Windows Media Player does not negotiate media types for DMO DSP plug-ins on Vista

Here is an interesting issue I ran across writing Windows Media Player (WMP) custom DSP plug-ins. When I am prototyping a new filter or plug-in for DirectShow or WMP, I will usually write my transform’s algorithm using a single format / media type. Once I have the algorithm working with this single media type I’ll look into supporting other media types. In the past I've usually I only support a few “compatible” types.

What I found is that when writing a custom WMP DSP plug-in (using the plug-in wizard), and hard coding support for only a single media type (WAVE_FORMAT_PCM, MEDIASUBTYPE_YV12), WMP would never load the plug-in. I debugged the issue down and found that WMP was always trying to connect with a certain media type. I found this to be the case for both audio and video. For audio WMP was always trying to use the IEEE subtype (WAVE_FORMAT_IEEE_FORMAT) and for video it was always using NV-12 (MEDIASUBTYPE_NV12) when playing back WMA or WMV formatted content.

This is certainly not the behavior that I expected. In fact on XP, WMP has no problem negotiating different media types for a custom plug-in. It took a very long time but finally I was able to get an answer from a guy on the WMP team.

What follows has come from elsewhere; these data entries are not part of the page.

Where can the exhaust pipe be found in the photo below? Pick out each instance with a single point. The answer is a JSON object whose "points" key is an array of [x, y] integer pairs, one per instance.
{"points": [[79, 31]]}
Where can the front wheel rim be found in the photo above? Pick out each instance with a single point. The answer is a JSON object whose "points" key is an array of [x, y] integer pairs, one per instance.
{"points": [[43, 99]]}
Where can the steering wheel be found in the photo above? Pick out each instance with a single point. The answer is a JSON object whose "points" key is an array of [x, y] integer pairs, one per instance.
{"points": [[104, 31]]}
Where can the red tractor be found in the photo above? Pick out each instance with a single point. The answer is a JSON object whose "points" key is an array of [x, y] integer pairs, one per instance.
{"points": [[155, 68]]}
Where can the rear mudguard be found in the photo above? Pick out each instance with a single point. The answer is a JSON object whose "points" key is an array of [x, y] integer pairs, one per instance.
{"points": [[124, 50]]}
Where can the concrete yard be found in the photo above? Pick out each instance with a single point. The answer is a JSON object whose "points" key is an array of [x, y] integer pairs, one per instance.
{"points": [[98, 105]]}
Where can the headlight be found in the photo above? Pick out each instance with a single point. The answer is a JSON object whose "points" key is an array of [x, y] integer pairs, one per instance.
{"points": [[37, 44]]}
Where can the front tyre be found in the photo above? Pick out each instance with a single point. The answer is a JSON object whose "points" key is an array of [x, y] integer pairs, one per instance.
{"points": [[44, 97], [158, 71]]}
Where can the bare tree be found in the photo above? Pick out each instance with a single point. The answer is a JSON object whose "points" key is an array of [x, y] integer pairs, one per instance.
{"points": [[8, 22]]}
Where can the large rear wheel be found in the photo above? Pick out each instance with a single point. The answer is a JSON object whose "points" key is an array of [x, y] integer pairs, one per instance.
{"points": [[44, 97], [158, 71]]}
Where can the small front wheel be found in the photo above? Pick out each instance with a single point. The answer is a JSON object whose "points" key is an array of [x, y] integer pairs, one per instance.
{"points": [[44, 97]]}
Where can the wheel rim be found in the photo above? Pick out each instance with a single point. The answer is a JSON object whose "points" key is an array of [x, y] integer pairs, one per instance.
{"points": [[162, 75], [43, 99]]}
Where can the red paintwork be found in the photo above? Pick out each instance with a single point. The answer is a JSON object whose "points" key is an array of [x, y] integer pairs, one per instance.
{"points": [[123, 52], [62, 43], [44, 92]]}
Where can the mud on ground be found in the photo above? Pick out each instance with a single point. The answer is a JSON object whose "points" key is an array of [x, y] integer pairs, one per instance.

In short this behavior is “by design”. From what I understand the developers made this change after seeing numerous reports of performance problems with custom DMO plug-ins.

This is what I found: WMP builds the graph first, and then tries to insert the plug-in(s) into the filter chain. After negotiation, WMP will “lock” into using the negotiated media type. In other words WMP will only use the media type that was previously negotiated between the decoder and renderer. In most cases (but not all), this will be NV-12 (video) or IEEE (audio). If the plug-in wants to be inserted into the chain, it needs to support the format that’s already been negotiated. When WMP tries to add the plug-in to the graph, the WMP graph manager uses “connect direct”. This has the effect of bypassing intelligent connect. Because of this, additional filters will not be inserted into the graph. This is why we don’t see a color-space converter being added to the graph to try and facilitate the negotiation between the filters.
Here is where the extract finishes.